There’s nothing like fresh, homemade almond milk. Blanched almonds and water. That’s it. No gums or thickeners or other additives. Use less water if you want a thicker milk and you’re good to go.

The smoothie took 5 minutes to make. It was no fuss and called for simple ingredients I had in my pantry and freezer. It was so rich and creamy I would actually call it a milkshake.

The Zucchini Corn Chowder was the most complicated of the recipes I tried and it was still easy-peasy to make. It was creamy and chunky as a chowder should be. The night I made it I thought it was a little thinner than I’d like it to be, but the leftover the next day were awesome and at my preferred, thick chowder consistency. My advice is to make it a day in advance, or at least a few hours before you want to serve it, to give it a chance to thicken up a bit. It’s a great way to use up zucchini in the summer, too.

The recipes in The Almond Milk Cookbook* are easy to follow and to make. The ones that we tried were absolutely delicious.
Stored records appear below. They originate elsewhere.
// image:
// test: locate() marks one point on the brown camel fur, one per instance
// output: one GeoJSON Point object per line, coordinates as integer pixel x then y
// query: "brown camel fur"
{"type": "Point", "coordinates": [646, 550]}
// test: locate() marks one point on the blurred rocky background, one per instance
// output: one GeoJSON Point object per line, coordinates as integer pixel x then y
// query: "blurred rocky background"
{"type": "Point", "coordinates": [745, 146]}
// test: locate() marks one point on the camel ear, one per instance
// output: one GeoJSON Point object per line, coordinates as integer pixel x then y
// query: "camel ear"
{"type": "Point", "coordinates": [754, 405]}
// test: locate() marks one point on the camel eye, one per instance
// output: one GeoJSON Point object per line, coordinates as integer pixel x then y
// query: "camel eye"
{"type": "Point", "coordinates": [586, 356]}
Give the recipe below a shot and see for yourself.

And don’t forget to enter for a chance to win a copy of the book (down below the recipe). This one is open to US, Canada, UK and Australia residents!

Zucchini Corn Chowder

Makes 4 servings

Squash and corn are not only made for each other, but in the American Southwest, they’re also often grown together (along with beans). Their flavors and textures meld nicely while magically remaining distinct. This is definitely not the same old corn chowder you might be used to, although it should hit all the familiar notes.
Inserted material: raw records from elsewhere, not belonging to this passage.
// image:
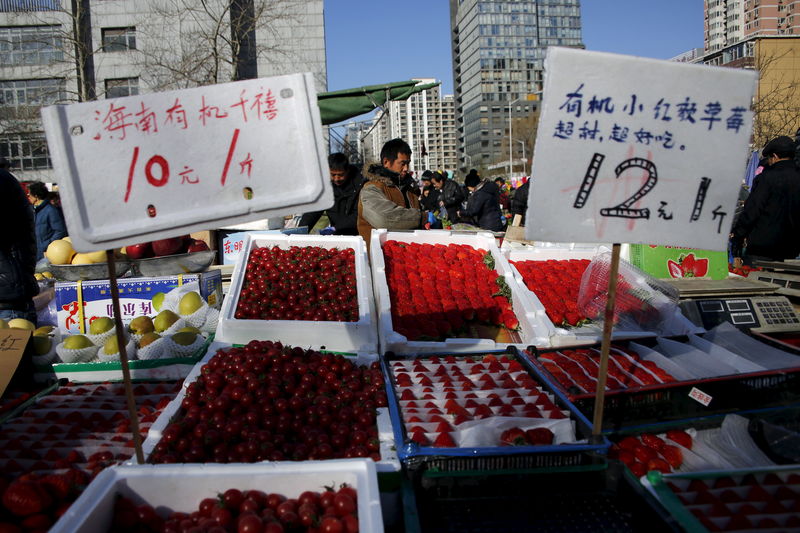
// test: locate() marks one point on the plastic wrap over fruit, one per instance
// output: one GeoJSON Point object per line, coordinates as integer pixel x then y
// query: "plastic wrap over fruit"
{"type": "Point", "coordinates": [643, 303]}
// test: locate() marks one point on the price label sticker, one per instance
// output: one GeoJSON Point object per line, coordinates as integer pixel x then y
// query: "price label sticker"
{"type": "Point", "coordinates": [638, 150]}
{"type": "Point", "coordinates": [157, 165]}
{"type": "Point", "coordinates": [700, 396]}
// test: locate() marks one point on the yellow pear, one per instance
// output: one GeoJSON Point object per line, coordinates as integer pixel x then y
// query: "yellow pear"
{"type": "Point", "coordinates": [190, 302]}
{"type": "Point", "coordinates": [111, 345]}
{"type": "Point", "coordinates": [82, 259]}
{"type": "Point", "coordinates": [43, 331]}
{"type": "Point", "coordinates": [97, 257]}
{"type": "Point", "coordinates": [77, 342]}
{"type": "Point", "coordinates": [42, 345]}
{"type": "Point", "coordinates": [148, 338]}
{"type": "Point", "coordinates": [21, 323]}
{"type": "Point", "coordinates": [141, 325]}
{"type": "Point", "coordinates": [184, 338]}
{"type": "Point", "coordinates": [100, 325]}
{"type": "Point", "coordinates": [158, 300]}
{"type": "Point", "coordinates": [60, 252]}
{"type": "Point", "coordinates": [164, 320]}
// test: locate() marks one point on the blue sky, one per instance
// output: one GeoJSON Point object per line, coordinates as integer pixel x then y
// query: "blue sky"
{"type": "Point", "coordinates": [379, 41]}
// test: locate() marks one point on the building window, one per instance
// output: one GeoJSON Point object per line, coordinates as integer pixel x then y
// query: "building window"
{"type": "Point", "coordinates": [15, 93]}
{"type": "Point", "coordinates": [30, 45]}
{"type": "Point", "coordinates": [26, 151]}
{"type": "Point", "coordinates": [122, 87]}
{"type": "Point", "coordinates": [119, 39]}
{"type": "Point", "coordinates": [9, 6]}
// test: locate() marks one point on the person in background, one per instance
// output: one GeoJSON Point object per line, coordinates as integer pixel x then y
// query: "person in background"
{"type": "Point", "coordinates": [505, 202]}
{"type": "Point", "coordinates": [343, 215]}
{"type": "Point", "coordinates": [382, 202]}
{"type": "Point", "coordinates": [768, 227]}
{"type": "Point", "coordinates": [483, 204]}
{"type": "Point", "coordinates": [17, 250]}
{"type": "Point", "coordinates": [450, 195]}
{"type": "Point", "coordinates": [48, 218]}
{"type": "Point", "coordinates": [429, 200]}
{"type": "Point", "coordinates": [519, 203]}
3 tablespoons extra-virgin olive oil
1 large onion, diced
3 medium zucchini, diced
2 small potatoes, diced (peeling optional)
2 cloves garlic, minced
½ teaspoon sea salt
2 cups no-salt-added vegetable broth or water
4½ cups fresh or frozen corn kernels
3 cups unsweetened almond milk or Basic Almond Milk (page 9)
½ teaspoon hot smoked paprika, plus more for garnish
1 roasted red pepper, diced (see tip, page 13)
8 scallions, thinly sliced

Put the oil in a large soup pot over medium-high heat. When the oil is hot, add the onion and cook, stirring frequently, until the onion is soft, about 5 minutes. Add the zucchini, potato, garlic, and salt and cook, stirring constantly, until the vegetables begin to stick, about 5 minutes. Add the broth and stir well. Increase the heat to high and bring to a boil. Set aside 2 tablespoons of the corn and add the remainder to the pot. Return to a boil, decrease the heat to medium, and cook, stirring occasionally, until the liquid is absorbed and the vegetables are tender, about 20 minutes. Scoop out about half the vegetables and put them in a blender. Add the almond milk and paprika and process on high speed until smooth. Pour into to the pot.

Set aside 2 tablespoons of the roasted red pepper, add the rest to the soup, and stir to combine. Heat over medium heat, stirring frequently, until hot. Set aside 2 tablespoons of the scallions and stir the rest into the hot soup.

Garnish each serving with some of the reserved corn, roasted red pepper, and scallions, and sprinkle with a few pinches of smoked paprika. Serve at once.

Per serving: 378 calories, 10 g protein, 13 g fat (1 g sat), 58 g carbohydrates, 491 mg sodium, 391 mg calcium, 7 g fiber


Update: Stacy S. is the winner of The Almond Milk Cookbook give-away. Congrats and enjoy!